In this section, we present several implementations for RABS. The implementations differ in how attributes use validity intervals: each attribute can be assigned a validity interval that is independent of the others; all attributes can share the same validity interval; or attributes can be grouped into sets that share the same validity interval. All of our implementations are built on top of a secure non-time-specific ABS scheme — for Implementations 1 and 2, any ABS scheme that satisfies the security properties in Maji *et al.* [8] will work, but Implemention 3 has more strict requirements, as described in Sect. 4.4.

### 4.1 Implementation 1: Independent Validity Intervals

For this implementation, each attribute is assigned a validity interval that is independent of any other validity interval used by any other attribute. To accomplish this, we incorporate the validity interval into the attribute name. For example, a time-specific attribute \((\mathtt{Employee },[\mathtt{2014-Jan-06 },\mathtt{2014-Jan-12 }])\) would be named \(\mathtt{Employee-2014-Jan-06-2014-Jan-12 }\).

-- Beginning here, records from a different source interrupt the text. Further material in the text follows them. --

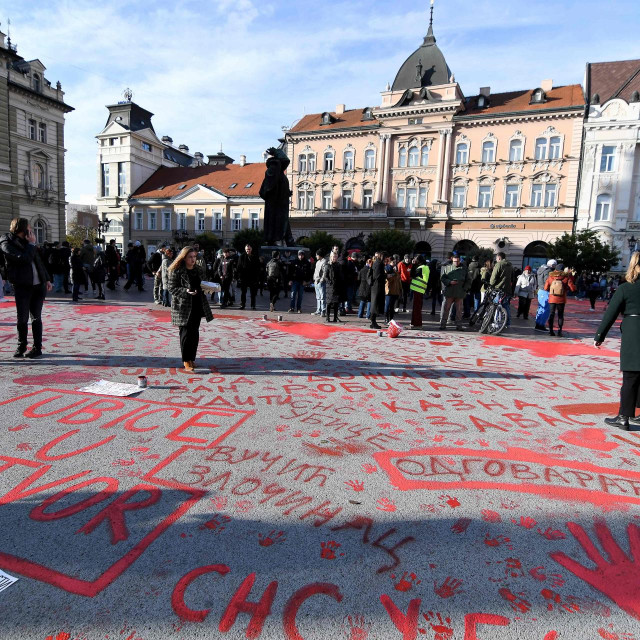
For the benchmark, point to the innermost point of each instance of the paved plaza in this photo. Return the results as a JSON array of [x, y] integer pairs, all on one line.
[[314, 481]]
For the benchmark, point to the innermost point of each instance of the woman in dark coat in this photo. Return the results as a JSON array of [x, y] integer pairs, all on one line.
[[364, 291], [333, 275], [377, 280], [188, 303], [626, 300]]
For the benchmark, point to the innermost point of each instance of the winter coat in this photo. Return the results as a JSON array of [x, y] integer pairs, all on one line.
[[334, 277], [181, 301], [364, 288], [501, 278], [460, 274], [626, 300], [99, 269], [567, 283], [526, 285], [377, 280], [20, 257]]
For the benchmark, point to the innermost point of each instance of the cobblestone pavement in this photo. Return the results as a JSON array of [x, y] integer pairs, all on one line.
[[314, 481]]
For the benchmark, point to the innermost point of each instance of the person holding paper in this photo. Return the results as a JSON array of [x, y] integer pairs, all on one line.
[[188, 303]]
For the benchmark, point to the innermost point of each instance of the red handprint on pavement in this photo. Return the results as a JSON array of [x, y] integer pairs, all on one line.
[[618, 579], [384, 504], [271, 538], [441, 627], [448, 588]]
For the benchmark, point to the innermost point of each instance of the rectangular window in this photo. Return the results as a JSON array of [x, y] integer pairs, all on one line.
[[608, 160], [536, 195], [511, 196], [166, 220], [200, 220], [550, 195], [458, 197], [121, 179], [105, 180], [484, 197]]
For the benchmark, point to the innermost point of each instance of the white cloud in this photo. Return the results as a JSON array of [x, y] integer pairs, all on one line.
[[235, 71]]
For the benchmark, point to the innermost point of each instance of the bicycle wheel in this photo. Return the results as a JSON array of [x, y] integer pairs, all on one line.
[[499, 321], [487, 319]]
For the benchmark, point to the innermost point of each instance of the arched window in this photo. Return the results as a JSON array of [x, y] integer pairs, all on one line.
[[462, 153], [424, 156], [369, 159], [414, 157], [328, 160], [488, 152], [40, 231], [541, 148], [39, 178], [603, 208], [515, 151], [348, 161]]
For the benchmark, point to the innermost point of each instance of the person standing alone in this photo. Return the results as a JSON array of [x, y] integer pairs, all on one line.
[[30, 280]]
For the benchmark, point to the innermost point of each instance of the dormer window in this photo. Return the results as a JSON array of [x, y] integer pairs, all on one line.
[[538, 96]]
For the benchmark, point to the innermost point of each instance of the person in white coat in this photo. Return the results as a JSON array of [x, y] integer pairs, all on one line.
[[526, 291]]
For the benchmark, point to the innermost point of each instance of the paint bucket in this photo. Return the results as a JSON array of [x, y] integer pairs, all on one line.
[[394, 329]]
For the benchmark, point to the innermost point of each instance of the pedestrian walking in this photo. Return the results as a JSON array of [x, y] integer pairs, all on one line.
[[188, 303], [626, 300], [30, 280]]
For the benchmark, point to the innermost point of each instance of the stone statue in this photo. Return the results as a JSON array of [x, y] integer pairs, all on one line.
[[276, 193]]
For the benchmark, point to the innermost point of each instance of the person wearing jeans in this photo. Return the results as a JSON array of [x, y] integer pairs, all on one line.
[[27, 273]]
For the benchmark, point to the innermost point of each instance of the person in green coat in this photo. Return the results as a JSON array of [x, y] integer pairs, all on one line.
[[626, 300]]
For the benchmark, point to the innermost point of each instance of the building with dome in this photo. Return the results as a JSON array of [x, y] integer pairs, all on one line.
[[457, 172]]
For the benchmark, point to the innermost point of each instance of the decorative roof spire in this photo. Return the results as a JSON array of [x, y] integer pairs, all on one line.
[[430, 38]]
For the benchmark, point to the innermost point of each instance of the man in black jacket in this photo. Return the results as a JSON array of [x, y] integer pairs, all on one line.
[[27, 273], [248, 271]]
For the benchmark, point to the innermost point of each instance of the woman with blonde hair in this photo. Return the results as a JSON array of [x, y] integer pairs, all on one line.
[[188, 303], [626, 300]]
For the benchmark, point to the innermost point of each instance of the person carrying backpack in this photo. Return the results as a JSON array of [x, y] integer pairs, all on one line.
[[558, 284]]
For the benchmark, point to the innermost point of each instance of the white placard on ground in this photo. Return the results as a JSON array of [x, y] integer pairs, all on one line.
[[108, 388], [6, 580]]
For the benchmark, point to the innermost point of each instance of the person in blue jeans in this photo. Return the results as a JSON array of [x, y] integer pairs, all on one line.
[[300, 274]]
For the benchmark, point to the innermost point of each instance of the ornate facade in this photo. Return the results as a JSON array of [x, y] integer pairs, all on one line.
[[491, 170], [31, 145], [610, 174]]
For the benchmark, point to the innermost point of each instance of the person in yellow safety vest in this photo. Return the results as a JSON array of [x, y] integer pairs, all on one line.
[[419, 288]]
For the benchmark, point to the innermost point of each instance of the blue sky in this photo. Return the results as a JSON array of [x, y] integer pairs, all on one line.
[[233, 72]]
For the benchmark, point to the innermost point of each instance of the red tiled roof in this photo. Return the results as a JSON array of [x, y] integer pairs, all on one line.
[[217, 177], [559, 97], [615, 79], [350, 118]]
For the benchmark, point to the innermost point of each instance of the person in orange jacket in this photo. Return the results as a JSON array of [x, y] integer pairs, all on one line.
[[558, 284]]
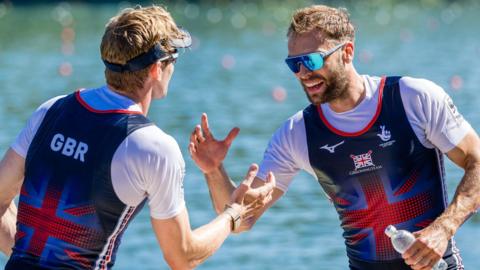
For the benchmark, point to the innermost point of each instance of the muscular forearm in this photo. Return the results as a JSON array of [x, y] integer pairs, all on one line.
[[465, 202], [8, 229], [221, 188]]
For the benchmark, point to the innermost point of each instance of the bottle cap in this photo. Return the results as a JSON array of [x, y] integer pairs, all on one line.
[[390, 230]]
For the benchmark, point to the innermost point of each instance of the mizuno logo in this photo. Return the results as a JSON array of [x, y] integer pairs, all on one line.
[[331, 149], [385, 135]]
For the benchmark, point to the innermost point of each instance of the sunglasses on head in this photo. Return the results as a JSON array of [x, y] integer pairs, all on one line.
[[312, 61]]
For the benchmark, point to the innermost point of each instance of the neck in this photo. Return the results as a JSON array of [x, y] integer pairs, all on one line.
[[355, 94], [142, 98]]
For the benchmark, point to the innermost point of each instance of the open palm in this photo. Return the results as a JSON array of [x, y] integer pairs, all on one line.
[[208, 152]]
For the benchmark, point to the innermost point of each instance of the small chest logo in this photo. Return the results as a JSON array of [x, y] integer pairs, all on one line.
[[363, 163], [385, 135], [363, 160], [331, 149]]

Using the notion of standard validity intervals from Sect. 2.1, consider a time *t* that is contained in *k* standard validity intervals: \(\iota _1,\ldots ,\iota _k\). Viewing the condition \(\varUpsilon \) as a Boolean formula, when calling the \({\mathsf {RABS.Sign}}\) function to make a time-*t* signature we would first change every occurrence of an attribute *a* in the Boolean formula to a disjunction of all attributes that incorporate a standard time interval that includes time *t*. In other words, an occurrence of attribute *a* in the Boolean formula would be replaced with \((a\mathtt{- }\iota _1 \vee \cdots \vee a\mathtt - \iota _k)\). Viewing the condition \(\varUpsilon =(\mathbf {M},a)\) as a monotone span program, since each row \(i=1,\ldots ,\ell \) of the original \(\mathbf {M}\) corresponds to attribute *a*(*i*), we simply duplicate this row *k* times, and map the time-specific attributes to these rows. In the example of standard validity intervals from Sect. 2.1, if \(a(i)=\)Employee then we duplicate that row 3 times and map the monthly, weekly, and daily validity intervals to these 3 rows. We will refer to the expanded matrix as \(\varUpsilon '=(\mathbf M ',a)\).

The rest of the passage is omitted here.